Enquanto isso, o dono segue triunfante, trela na mão e consciência leve, como se tivesse acabado de prestar um serviço público. A bosta fica para trás, como um presente silencioso à comunidade, uma espécie de monumento à incúria quotidiana. Afinal, num país onde a culpa é sempre dos outros, nada mais natural do que transformar o passeio numa galeria a céu aberto de pequenas obras-primas de irresponsabilidade.

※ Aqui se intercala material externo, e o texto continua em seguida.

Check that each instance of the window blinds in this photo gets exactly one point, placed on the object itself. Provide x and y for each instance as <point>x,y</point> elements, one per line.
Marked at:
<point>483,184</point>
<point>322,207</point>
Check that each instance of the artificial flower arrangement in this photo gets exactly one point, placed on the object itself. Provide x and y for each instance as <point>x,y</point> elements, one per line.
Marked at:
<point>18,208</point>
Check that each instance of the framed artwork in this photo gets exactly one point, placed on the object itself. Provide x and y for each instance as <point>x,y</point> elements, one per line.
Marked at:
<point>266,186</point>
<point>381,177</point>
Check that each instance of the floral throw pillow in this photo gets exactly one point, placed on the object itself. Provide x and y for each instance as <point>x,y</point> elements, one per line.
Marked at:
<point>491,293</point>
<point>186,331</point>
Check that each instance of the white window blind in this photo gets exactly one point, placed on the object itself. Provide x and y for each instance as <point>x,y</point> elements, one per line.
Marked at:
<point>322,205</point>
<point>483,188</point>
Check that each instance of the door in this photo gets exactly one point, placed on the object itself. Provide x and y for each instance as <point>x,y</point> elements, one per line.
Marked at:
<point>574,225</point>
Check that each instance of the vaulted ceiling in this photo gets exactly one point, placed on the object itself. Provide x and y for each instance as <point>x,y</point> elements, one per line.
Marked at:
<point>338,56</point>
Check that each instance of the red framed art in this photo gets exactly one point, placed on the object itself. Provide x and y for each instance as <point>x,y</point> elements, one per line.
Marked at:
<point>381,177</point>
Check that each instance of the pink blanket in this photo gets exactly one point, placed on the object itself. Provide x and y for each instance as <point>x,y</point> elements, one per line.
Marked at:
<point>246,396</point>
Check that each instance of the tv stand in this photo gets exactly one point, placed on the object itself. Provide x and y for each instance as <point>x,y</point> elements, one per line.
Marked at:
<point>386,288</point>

A Arte Portuguesa de Invadir Espaço Alheio na Praia

E depois temos a praia — esse santuário natural que, em teoria, deveria inspirar serenidade, contemplação e uma leve comunhão com o mar. Mas não em Portugal. Aqui, mesmo numa extensão de areia capaz de acolher um batalhão, há uma espécie de força gravitacional que atrai automaticamente os corpos para a zona onde já está alguém deitado. Podes estar numa praia deserta, com quilómetros de costa livres, e mesmo assim aparecerá alguém que decidirá estender a toalha a trinta centímetros da tua, como se temesse morrer de solidão ao sol.

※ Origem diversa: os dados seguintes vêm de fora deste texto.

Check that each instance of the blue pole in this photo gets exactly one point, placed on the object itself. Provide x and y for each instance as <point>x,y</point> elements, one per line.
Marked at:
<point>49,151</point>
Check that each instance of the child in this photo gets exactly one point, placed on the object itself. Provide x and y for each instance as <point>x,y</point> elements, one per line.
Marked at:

E claro, não vêm sozinhos. Trazem consigo colunas de som dignas de um festival de música eletrónica, onde a playlist alterna entre o reggaeton e baladas sofridas de karaoke. A isso junta-se o teatro familiar: discussões épicas sobre o protetor solar esquecido, ameaças parentais gritadas ao longe (“João Miguel, se não saíres da água levas já uma chapada!”), e partilhas generosas de sandes com cheiro que se espalha como nuvem tóxica. O espaço público, uma vez mais, é tratado como propriedade privada — tua, desde que ignores que os outros também existem. Porque a praia, no fundo, é o espelho perfeito do civismo nacional: areia para todos, paciência para ninguém.

Conclusão: Um País de Contradições

No fundo, a nossa falta de civismo reflete um paradoxo: queremos ser um povo amável, mas apenas quando há algo a ganhar. Temos uma necessidade profunda de sermos vistos como hospitaleiros, mas entre nós adotamos um darwinismo social implacável. Somos os primeiros a criticar a falta de civismo dos outros, mas os últimos a reconhecer os nossos próprios deslizes. Se um estrangeiro nos elogiar, inflamos o peito de orgulho. Se um compatriota nos confrontar com uma incivilidade, mandamo-lo “tratar da sua vida.”

O problema do civismo em Portugal não é falta de conhecimento – todos sabemos perfeitamente como nos devemos comportar. O problema é que escolhemos quando e para quem aplicar essas regras. Enquanto isso for feito com base no interesse imediato e não num sentido genuíno de comunidade, continuaremos a viver neste espetáculo trágico-cómico que é Portugal.